津山市とJR西日本が進める自動運転バスの実証運行の出発式が13日、岡山県津山市大谷のJR津山駅で開かれた。地域交通の未来へ向け、第一歩を踏み出した。
式には谷口圭三市長やJR西日本岡山支社の林秀樹支社長、国土交通省の担当者ら約10人が出席し、テープカットで出発を祝福。参加者がティアフォー社製の「Minibus1.0」に乗り込み、車両は駅前を静かに発進して大田のリージョンセンターへ向かった。
自動運転バスは、津山駅とリージョンセンターを結ぶ区間で15日から24日までのうち5日間、一般試乗会を実施する。定員は12人で、運転士とスタッフ3人が同乗。車両には走行環境を把握する28のセンサーを備え、あらかじめ作成した3Dマッピング(高精度3次元地図)をもとに周囲を検知しながら自動走行する仕組み。市とJR西日本は、安全面に十分配慮して運行にあたる方針だ。
試乗では走行は安定しており、乗り心地も自然だった。自動運転中は運転士がハンドルの下に軽く手を添えた状態で見守り、急制動が必要な場面では即座に手動運転へ切り替えられる態勢を整えている。車内には走行状況を確認できるモニターが備わり、赤信号では滑らかに停止するなど、動作は終始落ち着いていた。
今回の実証実験は、地域の実情に合わせた課題を洗い出すことを目的としており、2年後の自動運転レベル4(特定エリアでの無人運行)実現を見据えて進められている。現在、全国でレベル4の運行が行われている地域は約10カ所で、国は2027年度までに100カ所への拡大を目指している。
出発式に続き、リージョンセンターではシンポジウム「津山市における地域公共交通の課題と自動運転バスへの期待」が開かれ、新たな交通の可能性を語り合った。
谷口市長は「1年をかけて準備してきた。深刻化する人手不足への対策として自動運転の可能性に期待している。まずは実証で課題を洗い出し、最終的にはレベル4の実装を目指したい。
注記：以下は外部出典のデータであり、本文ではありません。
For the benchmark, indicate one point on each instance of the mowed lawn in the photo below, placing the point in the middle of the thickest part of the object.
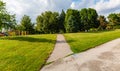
(27, 53)
(82, 41)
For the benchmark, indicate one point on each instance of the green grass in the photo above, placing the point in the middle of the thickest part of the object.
(83, 41)
(25, 53)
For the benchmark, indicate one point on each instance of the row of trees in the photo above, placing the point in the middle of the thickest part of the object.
(71, 21)
(52, 22)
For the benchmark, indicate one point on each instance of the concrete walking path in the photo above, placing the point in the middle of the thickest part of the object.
(105, 57)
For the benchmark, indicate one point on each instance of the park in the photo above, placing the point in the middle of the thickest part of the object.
(71, 40)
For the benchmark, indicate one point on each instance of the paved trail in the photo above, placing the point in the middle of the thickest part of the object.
(105, 57)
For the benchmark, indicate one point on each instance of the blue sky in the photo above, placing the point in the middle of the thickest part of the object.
(36, 7)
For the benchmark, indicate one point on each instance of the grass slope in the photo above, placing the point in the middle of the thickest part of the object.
(82, 41)
(26, 53)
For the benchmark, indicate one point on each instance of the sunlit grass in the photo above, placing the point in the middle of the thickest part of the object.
(25, 53)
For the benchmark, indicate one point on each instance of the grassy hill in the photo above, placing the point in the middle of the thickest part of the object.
(27, 53)
(82, 41)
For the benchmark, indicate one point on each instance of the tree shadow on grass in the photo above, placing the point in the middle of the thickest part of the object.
(29, 39)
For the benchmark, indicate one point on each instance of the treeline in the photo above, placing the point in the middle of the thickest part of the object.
(86, 19)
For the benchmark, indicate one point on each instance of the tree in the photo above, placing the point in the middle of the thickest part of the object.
(73, 14)
(61, 22)
(114, 20)
(7, 21)
(71, 24)
(103, 22)
(48, 22)
(27, 24)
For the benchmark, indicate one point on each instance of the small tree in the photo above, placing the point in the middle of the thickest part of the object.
(71, 25)
(27, 24)
(103, 23)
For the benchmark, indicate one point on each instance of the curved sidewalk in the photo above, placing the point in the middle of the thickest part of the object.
(105, 57)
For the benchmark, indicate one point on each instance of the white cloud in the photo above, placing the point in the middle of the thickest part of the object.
(106, 7)
(35, 7)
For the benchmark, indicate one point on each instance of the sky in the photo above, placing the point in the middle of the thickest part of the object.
(33, 8)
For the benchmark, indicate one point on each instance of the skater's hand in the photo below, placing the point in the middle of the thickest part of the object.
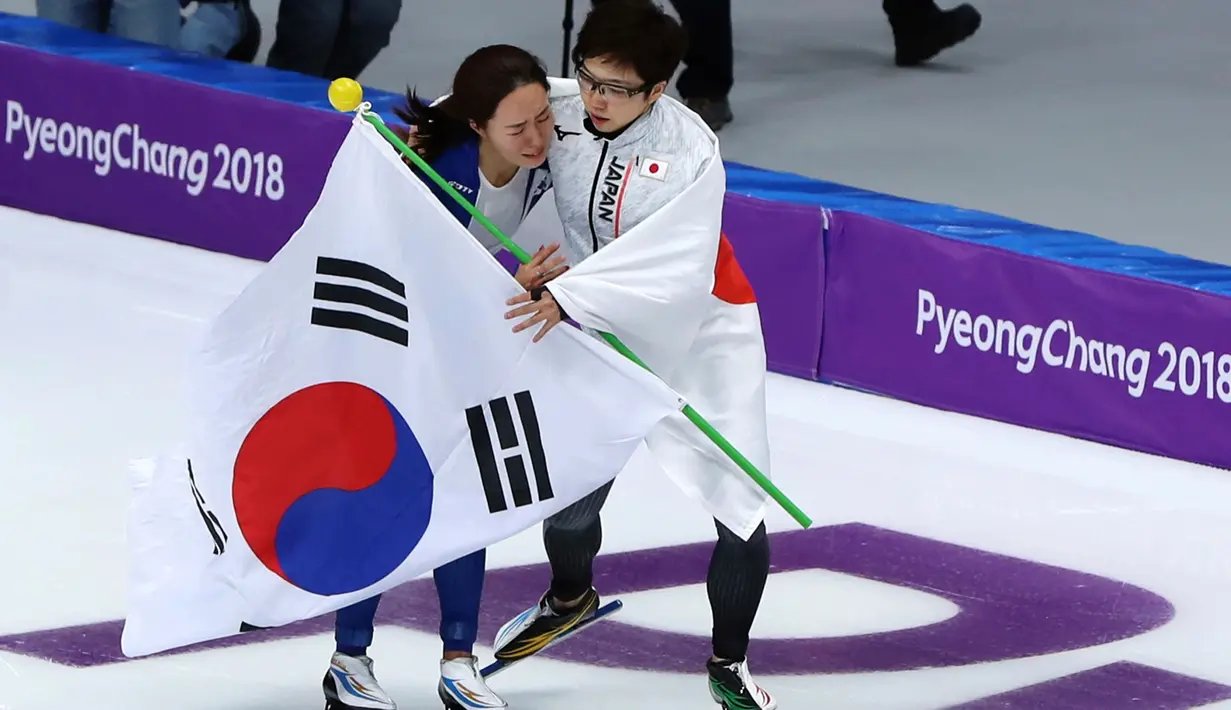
(541, 308)
(541, 270)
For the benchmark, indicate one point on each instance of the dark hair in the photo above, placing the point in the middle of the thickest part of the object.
(483, 80)
(634, 33)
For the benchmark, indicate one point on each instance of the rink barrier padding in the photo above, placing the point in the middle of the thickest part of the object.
(950, 308)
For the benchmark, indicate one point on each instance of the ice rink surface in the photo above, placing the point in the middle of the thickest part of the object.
(952, 560)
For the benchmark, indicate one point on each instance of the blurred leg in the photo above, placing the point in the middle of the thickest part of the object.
(89, 15)
(305, 36)
(366, 30)
(213, 30)
(154, 21)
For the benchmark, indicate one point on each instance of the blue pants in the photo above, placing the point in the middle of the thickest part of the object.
(459, 587)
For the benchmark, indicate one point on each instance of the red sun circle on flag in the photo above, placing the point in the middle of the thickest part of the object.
(331, 489)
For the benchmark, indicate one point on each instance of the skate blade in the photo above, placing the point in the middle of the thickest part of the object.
(600, 614)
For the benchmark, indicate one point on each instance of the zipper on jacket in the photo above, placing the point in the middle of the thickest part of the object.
(593, 192)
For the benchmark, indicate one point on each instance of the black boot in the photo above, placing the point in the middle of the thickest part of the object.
(921, 30)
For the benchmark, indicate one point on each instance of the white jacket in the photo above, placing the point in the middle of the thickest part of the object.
(641, 214)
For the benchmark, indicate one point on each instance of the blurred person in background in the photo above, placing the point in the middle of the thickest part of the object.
(154, 21)
(223, 28)
(331, 38)
(921, 31)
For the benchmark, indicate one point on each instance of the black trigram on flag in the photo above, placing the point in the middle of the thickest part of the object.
(208, 517)
(372, 293)
(518, 452)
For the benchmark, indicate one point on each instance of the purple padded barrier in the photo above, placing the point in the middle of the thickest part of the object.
(158, 156)
(991, 332)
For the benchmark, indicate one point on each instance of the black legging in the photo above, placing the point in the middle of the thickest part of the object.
(736, 578)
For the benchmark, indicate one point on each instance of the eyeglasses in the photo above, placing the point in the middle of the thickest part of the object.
(609, 91)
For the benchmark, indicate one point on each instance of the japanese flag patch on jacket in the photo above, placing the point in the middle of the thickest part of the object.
(653, 167)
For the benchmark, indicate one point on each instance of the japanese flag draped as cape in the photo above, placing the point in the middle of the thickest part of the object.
(363, 414)
(671, 289)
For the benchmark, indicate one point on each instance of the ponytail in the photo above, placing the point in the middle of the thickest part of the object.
(436, 128)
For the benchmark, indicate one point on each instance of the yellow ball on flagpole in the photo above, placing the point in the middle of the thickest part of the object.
(345, 95)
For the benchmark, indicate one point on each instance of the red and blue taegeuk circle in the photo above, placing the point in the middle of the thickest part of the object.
(331, 489)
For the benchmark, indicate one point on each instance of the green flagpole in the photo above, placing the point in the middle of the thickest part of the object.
(346, 95)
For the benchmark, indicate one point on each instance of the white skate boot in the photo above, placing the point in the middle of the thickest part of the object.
(463, 688)
(731, 686)
(351, 684)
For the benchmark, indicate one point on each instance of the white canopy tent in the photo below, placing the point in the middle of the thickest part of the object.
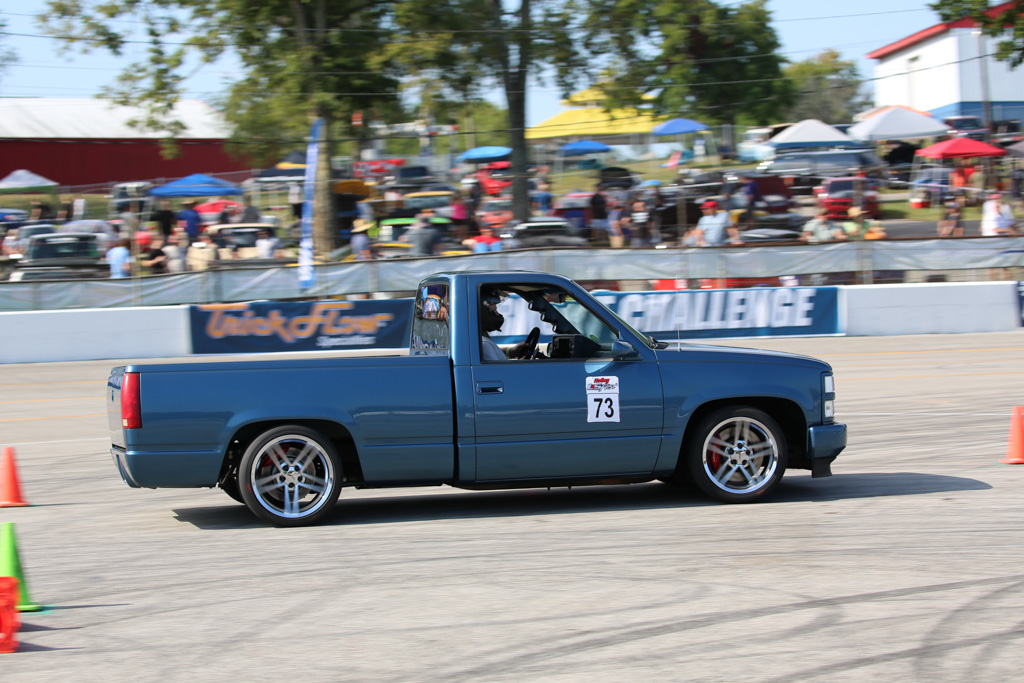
(897, 124)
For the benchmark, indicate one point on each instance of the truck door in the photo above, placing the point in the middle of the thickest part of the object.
(576, 413)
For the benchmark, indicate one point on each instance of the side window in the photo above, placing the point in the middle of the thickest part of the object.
(566, 329)
(430, 322)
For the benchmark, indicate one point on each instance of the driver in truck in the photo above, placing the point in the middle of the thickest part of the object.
(492, 321)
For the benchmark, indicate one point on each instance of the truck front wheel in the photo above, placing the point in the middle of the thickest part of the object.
(737, 454)
(290, 476)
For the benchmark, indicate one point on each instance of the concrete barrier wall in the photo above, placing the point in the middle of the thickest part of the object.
(932, 308)
(94, 334)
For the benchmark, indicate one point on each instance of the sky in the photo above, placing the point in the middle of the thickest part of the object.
(805, 29)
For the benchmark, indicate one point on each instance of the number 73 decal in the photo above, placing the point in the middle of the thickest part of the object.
(602, 399)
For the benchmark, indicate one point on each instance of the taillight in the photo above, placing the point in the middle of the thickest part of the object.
(131, 404)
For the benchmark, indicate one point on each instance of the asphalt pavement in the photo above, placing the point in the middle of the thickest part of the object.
(907, 564)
試乗会を通じ、市民の声も取り入れながら本格導入に向けて進めていきたい」と述べた。
林支社長は「地域の足を守るためには、新たな技術と暮らしの視点を結びつけることが不可欠。公共交通をまちづくりの核と捉え、さまざまな事業者と連携しながら、市とともに地域の移動を支える責任を果たしていきたい」と話した。